Dissertations, Theses, and Capstone Projects

Date of Degree

10-2014

Document Type

Dissertation

Degree Name

Ph.D.

Program

Political Science

Advisor

Irving L. Markovitz

Subject Categories

Political Science

Keywords

social movement in China, Women's movement

Abstract

The absence of contentious performance has led scholars to question the existence of social movements and to agree with the description of state-social group relations in China as state corporatism. However, defining social movement by confrontational performance is inappropriate to examine social organizing under repression regimes. Most western social movement theories assume that political space for organizing exists before the formation of social movement. My research challenges this assumption by extending the concept of political opportunity structure to conduct process-tracing comparisons of two women's and one lesbian groups' respective strategies when facing interferences from the central authorities. By conducting interviews with forty three major participants of women and lesbian organizing, including founders, activists, academic experts, governmental officers, and ministerial officers of ACWF, along with archive analysis, and participatory observations, this study looks specifically at the campaign against domestic violence from 1988 to 2013.

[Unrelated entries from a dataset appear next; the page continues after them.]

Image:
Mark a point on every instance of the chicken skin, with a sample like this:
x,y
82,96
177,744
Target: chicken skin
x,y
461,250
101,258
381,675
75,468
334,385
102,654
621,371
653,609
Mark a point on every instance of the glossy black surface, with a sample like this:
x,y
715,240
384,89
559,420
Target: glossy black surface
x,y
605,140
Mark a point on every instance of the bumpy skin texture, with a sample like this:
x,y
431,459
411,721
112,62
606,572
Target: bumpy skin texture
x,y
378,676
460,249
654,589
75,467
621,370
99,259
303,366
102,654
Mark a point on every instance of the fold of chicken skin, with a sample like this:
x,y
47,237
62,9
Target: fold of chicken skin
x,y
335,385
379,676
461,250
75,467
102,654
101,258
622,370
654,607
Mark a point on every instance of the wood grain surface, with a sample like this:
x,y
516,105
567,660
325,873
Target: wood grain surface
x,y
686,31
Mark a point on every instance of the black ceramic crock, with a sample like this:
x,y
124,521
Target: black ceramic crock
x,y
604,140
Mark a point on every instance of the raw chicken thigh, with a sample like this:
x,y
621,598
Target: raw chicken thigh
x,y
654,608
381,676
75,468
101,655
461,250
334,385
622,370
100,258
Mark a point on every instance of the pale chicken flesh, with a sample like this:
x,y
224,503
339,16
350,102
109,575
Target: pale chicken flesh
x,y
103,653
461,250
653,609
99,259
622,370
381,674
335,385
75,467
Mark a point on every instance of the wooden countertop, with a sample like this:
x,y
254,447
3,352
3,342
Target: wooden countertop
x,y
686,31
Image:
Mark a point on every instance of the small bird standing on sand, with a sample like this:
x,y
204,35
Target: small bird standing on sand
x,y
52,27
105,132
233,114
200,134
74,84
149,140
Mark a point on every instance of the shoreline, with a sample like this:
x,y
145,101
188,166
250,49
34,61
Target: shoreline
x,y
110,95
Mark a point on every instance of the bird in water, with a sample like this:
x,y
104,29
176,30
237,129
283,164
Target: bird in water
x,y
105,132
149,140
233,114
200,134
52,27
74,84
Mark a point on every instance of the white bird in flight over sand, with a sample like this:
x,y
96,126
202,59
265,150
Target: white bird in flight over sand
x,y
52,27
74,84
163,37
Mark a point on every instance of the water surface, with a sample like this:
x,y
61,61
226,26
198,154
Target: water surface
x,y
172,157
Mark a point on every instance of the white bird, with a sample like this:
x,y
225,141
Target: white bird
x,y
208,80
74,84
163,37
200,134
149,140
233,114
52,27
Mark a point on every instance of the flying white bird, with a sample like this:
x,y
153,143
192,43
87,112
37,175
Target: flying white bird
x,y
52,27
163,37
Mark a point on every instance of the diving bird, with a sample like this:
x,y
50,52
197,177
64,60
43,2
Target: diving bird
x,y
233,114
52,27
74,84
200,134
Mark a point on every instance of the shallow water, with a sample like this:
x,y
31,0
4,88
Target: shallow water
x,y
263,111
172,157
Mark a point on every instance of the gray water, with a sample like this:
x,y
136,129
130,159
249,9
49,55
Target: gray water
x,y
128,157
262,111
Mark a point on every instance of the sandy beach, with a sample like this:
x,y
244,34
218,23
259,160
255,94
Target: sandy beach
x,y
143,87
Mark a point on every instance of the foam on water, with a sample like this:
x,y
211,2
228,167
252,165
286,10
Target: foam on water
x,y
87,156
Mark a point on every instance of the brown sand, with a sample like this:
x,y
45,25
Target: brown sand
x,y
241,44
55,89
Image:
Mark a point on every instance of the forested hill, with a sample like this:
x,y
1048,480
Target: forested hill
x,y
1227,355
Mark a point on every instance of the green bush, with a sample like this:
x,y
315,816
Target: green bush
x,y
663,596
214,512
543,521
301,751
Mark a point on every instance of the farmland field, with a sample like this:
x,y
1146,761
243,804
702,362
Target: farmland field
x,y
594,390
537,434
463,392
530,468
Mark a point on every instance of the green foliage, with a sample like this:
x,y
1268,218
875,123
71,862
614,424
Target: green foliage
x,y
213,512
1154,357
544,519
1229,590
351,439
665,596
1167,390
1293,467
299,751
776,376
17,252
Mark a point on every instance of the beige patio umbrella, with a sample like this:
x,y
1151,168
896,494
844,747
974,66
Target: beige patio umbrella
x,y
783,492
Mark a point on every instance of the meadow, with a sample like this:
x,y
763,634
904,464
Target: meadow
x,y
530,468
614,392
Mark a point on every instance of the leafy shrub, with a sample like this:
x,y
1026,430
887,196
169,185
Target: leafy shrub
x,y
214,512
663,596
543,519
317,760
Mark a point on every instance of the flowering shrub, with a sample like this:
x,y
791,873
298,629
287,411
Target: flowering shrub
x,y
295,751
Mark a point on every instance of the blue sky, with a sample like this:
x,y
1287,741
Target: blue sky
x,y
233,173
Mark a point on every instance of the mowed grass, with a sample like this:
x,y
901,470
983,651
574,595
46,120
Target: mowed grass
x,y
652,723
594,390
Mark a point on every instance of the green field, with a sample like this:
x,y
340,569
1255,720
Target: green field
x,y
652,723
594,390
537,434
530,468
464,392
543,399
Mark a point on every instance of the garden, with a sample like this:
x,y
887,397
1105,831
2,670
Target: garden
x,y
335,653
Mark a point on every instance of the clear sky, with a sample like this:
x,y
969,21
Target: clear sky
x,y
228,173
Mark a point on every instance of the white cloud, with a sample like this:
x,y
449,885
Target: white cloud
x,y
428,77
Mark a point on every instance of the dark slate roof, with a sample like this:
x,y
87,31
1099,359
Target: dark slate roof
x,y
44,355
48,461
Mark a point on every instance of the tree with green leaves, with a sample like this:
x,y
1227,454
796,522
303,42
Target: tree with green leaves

This research has found that the political space is not assumed to be existed. Instead, it is created and expanded by women's advocacy groups. Three groups have shared experiences of revocation or failure of registration, cancellation of events, difficulty of fund raising, constantly being invited to have tea with security department etc. However, each group develops their own strategies to survive and to further expand their political spaces gradually. Most importantly, they carry on their advocacy work national wide. I argue under a repressive regime, these achievements are indeed confrontational in nature. Therefore, the aforementioned assumption of social movement theory should be reconsidered.